Development of the levy and work of the Establishment Board

The Forest Owners' Association and the Farm Forestry Association, in sponsoring the seeking of a levy order, were aware that the Commodity Levies Act requires the involvement of an Industry organisation. The job of the Industry Organisation is two-fold. First, to prepare the application to the Minister for a Levy Order. This includes consulting with industry, conducting a referendum and determining the parameters for the proposed levy, e.g. commodity, rate, collection method, uses etc. Secondly, on the granting of a Levy Order, to be the body which receives and applies the levy funds for the purposes as determined.

With neither of the existing bodies being entirely suitable to be the Industry organisation, the Forest Growers Levy Trust Inc. has been set up for this purpose. It has been incorporated with a small initial membership to meet the requirements of the Incorporated Societies Act, broadly representative of the forest growing industry.
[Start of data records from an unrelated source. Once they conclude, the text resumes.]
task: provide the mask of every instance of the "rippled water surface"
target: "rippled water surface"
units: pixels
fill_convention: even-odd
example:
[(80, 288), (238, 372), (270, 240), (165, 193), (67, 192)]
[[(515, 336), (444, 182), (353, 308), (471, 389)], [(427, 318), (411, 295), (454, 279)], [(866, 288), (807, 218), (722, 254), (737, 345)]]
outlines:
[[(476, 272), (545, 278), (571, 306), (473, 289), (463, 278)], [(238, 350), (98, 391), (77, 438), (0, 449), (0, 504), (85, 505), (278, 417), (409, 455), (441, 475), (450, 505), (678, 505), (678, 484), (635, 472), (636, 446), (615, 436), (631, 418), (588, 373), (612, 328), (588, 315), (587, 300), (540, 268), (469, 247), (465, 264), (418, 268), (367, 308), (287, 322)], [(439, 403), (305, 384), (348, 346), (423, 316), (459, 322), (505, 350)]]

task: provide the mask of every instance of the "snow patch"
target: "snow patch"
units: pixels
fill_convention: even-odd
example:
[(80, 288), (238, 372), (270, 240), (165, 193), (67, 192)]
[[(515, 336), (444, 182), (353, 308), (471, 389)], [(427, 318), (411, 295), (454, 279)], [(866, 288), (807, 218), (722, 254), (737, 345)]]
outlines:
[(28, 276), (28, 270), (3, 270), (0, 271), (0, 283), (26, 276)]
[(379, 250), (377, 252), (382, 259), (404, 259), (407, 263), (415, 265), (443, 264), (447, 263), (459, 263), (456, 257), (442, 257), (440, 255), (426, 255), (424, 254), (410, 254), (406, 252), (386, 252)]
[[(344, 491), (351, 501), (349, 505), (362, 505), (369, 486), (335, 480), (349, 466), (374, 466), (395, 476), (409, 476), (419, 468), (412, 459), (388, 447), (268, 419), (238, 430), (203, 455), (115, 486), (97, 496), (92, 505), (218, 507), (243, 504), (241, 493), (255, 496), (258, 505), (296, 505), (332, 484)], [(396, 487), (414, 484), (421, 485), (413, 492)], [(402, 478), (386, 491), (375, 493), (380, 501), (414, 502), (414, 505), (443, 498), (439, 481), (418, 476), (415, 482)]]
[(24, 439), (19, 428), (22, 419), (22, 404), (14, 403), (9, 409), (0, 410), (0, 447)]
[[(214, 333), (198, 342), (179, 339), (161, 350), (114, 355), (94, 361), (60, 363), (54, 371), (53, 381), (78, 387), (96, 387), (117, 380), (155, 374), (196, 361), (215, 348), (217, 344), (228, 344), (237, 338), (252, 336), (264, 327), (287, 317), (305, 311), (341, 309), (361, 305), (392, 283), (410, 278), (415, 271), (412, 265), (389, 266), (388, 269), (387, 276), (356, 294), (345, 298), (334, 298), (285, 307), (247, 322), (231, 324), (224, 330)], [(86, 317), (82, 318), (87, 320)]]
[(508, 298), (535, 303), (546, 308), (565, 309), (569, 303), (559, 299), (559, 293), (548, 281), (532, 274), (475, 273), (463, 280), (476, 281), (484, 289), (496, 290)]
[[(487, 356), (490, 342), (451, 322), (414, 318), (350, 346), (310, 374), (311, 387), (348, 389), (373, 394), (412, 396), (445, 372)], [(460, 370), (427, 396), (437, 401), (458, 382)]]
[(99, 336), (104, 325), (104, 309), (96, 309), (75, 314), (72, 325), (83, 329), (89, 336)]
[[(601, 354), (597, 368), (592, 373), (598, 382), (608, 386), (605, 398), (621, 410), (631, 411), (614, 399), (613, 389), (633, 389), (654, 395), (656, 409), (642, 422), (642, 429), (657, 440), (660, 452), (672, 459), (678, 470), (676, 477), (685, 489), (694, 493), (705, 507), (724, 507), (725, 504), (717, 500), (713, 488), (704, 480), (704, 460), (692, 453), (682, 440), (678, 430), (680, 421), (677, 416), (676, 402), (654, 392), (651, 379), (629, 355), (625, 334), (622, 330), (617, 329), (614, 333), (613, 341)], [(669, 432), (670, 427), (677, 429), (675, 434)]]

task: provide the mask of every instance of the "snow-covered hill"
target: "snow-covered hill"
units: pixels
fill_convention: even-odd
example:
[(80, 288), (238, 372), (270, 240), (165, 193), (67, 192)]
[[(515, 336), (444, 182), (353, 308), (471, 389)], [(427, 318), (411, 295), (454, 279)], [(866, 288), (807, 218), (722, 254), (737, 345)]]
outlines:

The members have a statutory role only and no involvement in the operation of the Board. An initial Board, being known as the Referendum Board, again broadly representative of the forest growing industry, was selected by the two Associations and has been getting on with the first task. The initial constitution, which is an interim one only, focuses on that first task. In parallel with this the Referendum Board is charged with looking forward to the second role of the Trust in the expectation of the granting of a Levy Order. This has included the development of Levy Trust Principles which will be reflected in either the Levy Order or in an amended constitution for the Forest Growers' Levy Trust Inc. to fit the new role.

The Levy Order itself will specify such things as the commodity to be levied, the collection method, the uses to which the levy funds may be put and the Act itself requires accountability and reporting to levy payers. The Levy Trust Principles go further in committing to a new constitution and policies which will include replacing the Referendum Board with a Trust Board of seven persons comprising two elected by forest growers with less than 1,000 hectares of forest, four elected by forest growers with more than 1,000 hectares of forest and with the seventh appointed by the six elected members, all being elected for a two year term. All forest owners, as defined for the referendum, will be eligible to vote for members of the Trust Board. There will be transitional provisions to ensure an efficient and effective transfer from the Referendum Board to the Trust Board.

The Trust Board will be a trustee to collect, hold and apply the levy funds on behalf of levy payers. It is not seen as an industry peak body with an activist role. By and large, industry activities will remain with the various groupings and agencies currently operating in the industry or arising in the future. Whilst the Trust Board will be primarily accountable to its constituency, being the current or potential levy payers, it will have a responsibility to consider the interests of the forest growing industry as a whole in determining the use of levy funds. In general terms, those uses will encompass industry good activities aimed at advancing the forest growing industry and enhancing profitability through asset protection, training, input to central and local government, industry standards and communications, and particularly through research from pre-planting right through to harvesting and markets.

The Levy Trust Principles will also require the Trust Board to put in place a programme and procedures to determine the use and disbursement of levy funds. This will undoubtedly involve consultation with the industry as the Trust Board charts its role as Trustee for the industry.
The whole governance strategy has been planned on the basis of an initial organisation with an interim constitution to seek a Levy Order and then, in the event of success in that regard, "re-inventing" as a Trustee holding the levy funds and listening to its constituency as to their best use in the interests of the forest growing industry.